Read current system information, logs, or folders and give a concise text output of useful information which can be incorporated into the gui's system panel, read vis SSH, included in datawalls or run directly on the pi itself.
Take data read from the logs and use it to create various types of graphs which can show the information in various ways such as simple line graphs of the values, rate of change, with day-night (or lamp on/off) changes overlaid, etc.
These are .png images constructed with the output of datawalls and graph modules or through their own processing of logs to create a visual display of important information in an easy to view display.

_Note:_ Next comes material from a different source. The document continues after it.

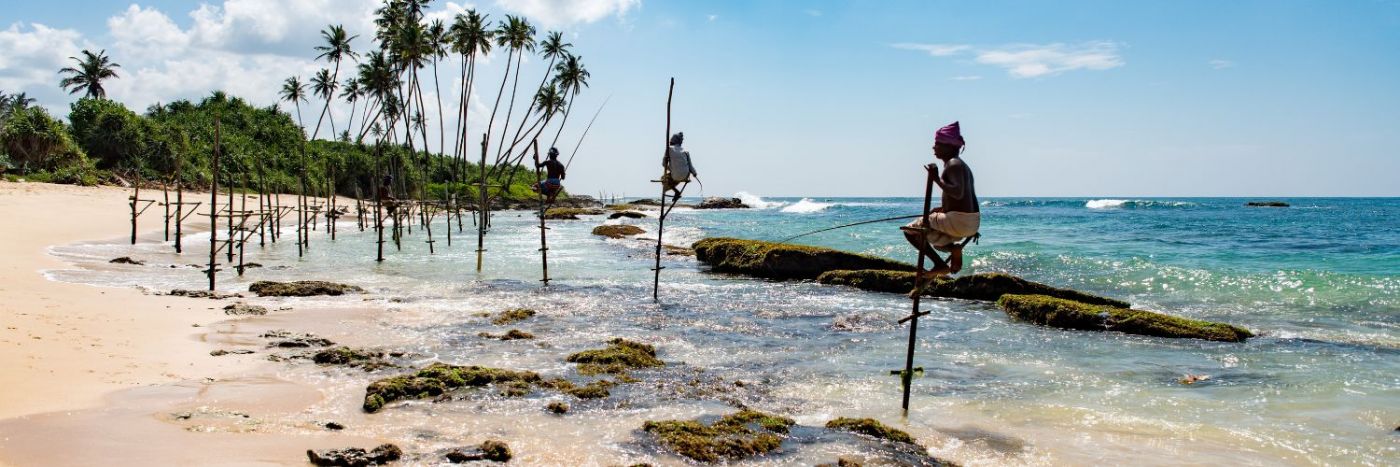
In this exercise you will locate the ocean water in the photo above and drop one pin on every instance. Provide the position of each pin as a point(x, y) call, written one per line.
point(1318, 281)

Datawalls are made using two components, the datawall preset which contains the settings used to load log files, create graphs, and read info modules. This information is then handed to the datawall module which is a python script that performs any required calculations, data processing or other tasks then constructs an image placing all the elements into position - typically this uses the PIL image module but any method is acceptable as long as it creates an image file with the supplied name.
This image file can then be uploaded or displayed wherever is appropriate.
Hosting a webpage on the pi lets you view it on the local network (wan hosting coming soon), to host the webpage we need to have running;
Pigrow/scripts/autorun/host_webpage folder=/home/<username>/Pigrow/webpage/basic
the folder should be set to the path of the folder containing the website you want to host, this includes three subfolders;
templates - contains index.html which is the page to display. static - folder for images, JavaScript, CSS, etc handler - contains handler.py and any associated files
There's currently only one example webpage basic which demonstrates the use of the basic handler.py which allows running info modules, reading recent log entries and creating datawalls.